Restrict by Features
The Restrict by Features options are below the Search by Name options on the TAIR Gene Search window.
These options let you restrict your search by selecting one or more features or a time restriction. Selecting multiple attributes indicates an "AND" relationship. For example, checking "has full length cDNA" and "is on a map" limits the query set to genes that have a ful-length cDNA and are on a map
Gene Model Type
This feature allows you to restrict your search to specific types of gene models .The default search returns any gene model type.
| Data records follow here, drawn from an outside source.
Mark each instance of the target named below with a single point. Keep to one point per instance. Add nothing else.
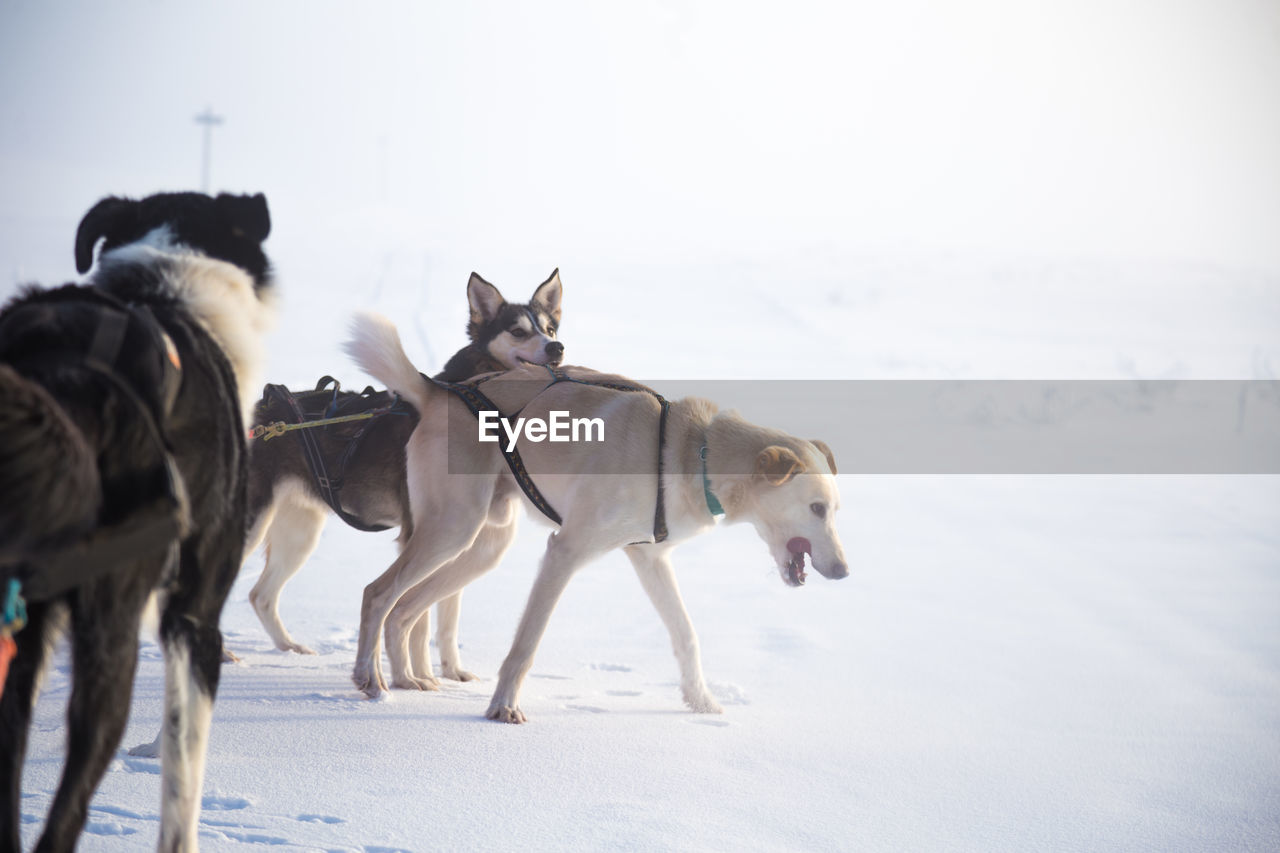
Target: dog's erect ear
(246, 214)
(103, 219)
(548, 295)
(777, 464)
(484, 299)
(826, 451)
To select mutiple gene model types after your first selection click on additional ones while holding down either the CTRL key (PCs) or the Apple key (Mac).
Gene Structure Predicted
This restricts your search to only include genes whose structures have not been experimentally determined (e.g. by sequencing a cDNA).
has associated literature
Checking this box will limit your search to include only genes with associated publications.
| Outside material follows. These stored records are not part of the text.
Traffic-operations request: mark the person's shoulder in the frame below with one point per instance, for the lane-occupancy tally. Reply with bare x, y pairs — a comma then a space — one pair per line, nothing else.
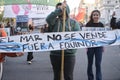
88, 24
102, 25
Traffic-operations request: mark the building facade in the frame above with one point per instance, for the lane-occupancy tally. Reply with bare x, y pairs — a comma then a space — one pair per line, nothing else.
107, 7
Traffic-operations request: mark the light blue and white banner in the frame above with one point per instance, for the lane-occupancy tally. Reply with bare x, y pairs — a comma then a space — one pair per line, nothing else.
59, 40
Is sequenced/Is not sequenced
This option allows to to choose only genes which have been sequenced, or genes which are represented only as genetic loci (e.g. have not been cloned or associated with a sequence yet).
has cDNA or EST
Clicking this option restricts your search to include only those genes which have an associated cDNA or EST sequence.
Has full length cDNA
This option restricts your search to include only genes which have a full length cDNA sequence (e.g. contains the entire coding sequence).
Is a genetic marker
This option restricts your search to include only genes which have been used as markers for genetic mapping experiments.
Is on a map
This option restricts your search to include only genes that have been located on a map.
Time restriction
You can limit your search to genes which have been added or updated with in a specified time period.This is useful for quickly finding newly entered genes or checking to see if a gene of interest has been updated recently.
Restrict by Map Location
The bottom section of the window lets you restrict your search by location.
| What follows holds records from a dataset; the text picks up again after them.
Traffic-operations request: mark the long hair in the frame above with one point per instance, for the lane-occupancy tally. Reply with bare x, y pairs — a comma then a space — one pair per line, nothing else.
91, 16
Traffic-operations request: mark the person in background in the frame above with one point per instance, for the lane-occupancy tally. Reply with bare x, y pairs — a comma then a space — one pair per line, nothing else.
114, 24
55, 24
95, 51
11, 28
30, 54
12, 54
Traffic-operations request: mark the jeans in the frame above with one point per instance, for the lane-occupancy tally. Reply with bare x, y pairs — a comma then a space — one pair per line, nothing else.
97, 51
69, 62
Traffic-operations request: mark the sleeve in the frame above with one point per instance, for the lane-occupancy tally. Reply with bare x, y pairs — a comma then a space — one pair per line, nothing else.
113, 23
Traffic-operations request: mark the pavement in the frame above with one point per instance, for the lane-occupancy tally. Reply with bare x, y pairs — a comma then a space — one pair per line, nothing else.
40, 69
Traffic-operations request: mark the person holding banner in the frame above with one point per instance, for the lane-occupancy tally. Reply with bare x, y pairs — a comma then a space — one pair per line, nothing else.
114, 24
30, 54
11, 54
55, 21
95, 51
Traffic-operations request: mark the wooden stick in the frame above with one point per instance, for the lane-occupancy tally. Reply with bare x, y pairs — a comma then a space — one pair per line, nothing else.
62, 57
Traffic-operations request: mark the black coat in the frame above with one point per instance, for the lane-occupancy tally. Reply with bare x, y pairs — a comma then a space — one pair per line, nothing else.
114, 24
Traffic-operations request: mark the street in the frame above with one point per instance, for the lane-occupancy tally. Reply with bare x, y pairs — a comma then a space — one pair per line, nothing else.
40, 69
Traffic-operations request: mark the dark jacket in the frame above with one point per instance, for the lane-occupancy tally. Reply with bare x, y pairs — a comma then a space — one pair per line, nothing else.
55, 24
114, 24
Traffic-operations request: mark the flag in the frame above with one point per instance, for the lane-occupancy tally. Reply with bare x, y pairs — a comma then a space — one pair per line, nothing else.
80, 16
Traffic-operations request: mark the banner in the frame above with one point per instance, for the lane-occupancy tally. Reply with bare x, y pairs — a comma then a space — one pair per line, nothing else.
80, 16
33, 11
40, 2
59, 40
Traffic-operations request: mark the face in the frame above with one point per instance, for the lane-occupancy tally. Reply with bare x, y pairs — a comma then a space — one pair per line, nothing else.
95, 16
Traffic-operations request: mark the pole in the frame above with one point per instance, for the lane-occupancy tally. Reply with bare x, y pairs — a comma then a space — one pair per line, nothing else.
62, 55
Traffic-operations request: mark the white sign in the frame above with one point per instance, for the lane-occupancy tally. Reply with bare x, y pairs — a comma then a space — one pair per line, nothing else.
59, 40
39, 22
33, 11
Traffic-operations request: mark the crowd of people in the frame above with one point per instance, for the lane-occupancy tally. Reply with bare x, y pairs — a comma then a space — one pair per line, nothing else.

The options in this section let you use three parameters to restrict your search: Chromosome, Map Type, and Range.
Chromosome
Lets you limit your search to a single chromosome. There are five nuclear chromosomes in Arabidopsis: 1, 2, 3, 4, and 5 and also the mitochondrial and chloroplast genomes.
Map Type
Lets you search entities by their position on a particular map and is to be used with the Range parameters. Currently, you can search on only one map type at a time.
Range
Lets you specify a range search by the upper and lower bounds (when you select "Between") or a center point (when you select "Around"). The value is interpreted based on the selected range units. You can specify the range by genetic distance (cM), physical distance (kb), and by clone or by marker or gene names. When you select "Between" from the drop-down menu, your search will be within the range defined by two entities or positions on a particular map. When you select "Around" from the drop-down menu, your search will be the area +/-5 cM and/or +/- 150 kb from the specified entity or position. When you search around, the second value input and units options are disabled.
Output Options
You can choose the following options for displaying your results.
Number of records/page
You can select to display 25, 50,100 or 200 gene result items on a single page. More results per page will take longer to load.
Sort records by
You can choose to sort by gene name or map location. If you choose the location option but do not select a specific chromosome, the results will be ordered by map type, chromosome and position. The default map for position is the AGI map.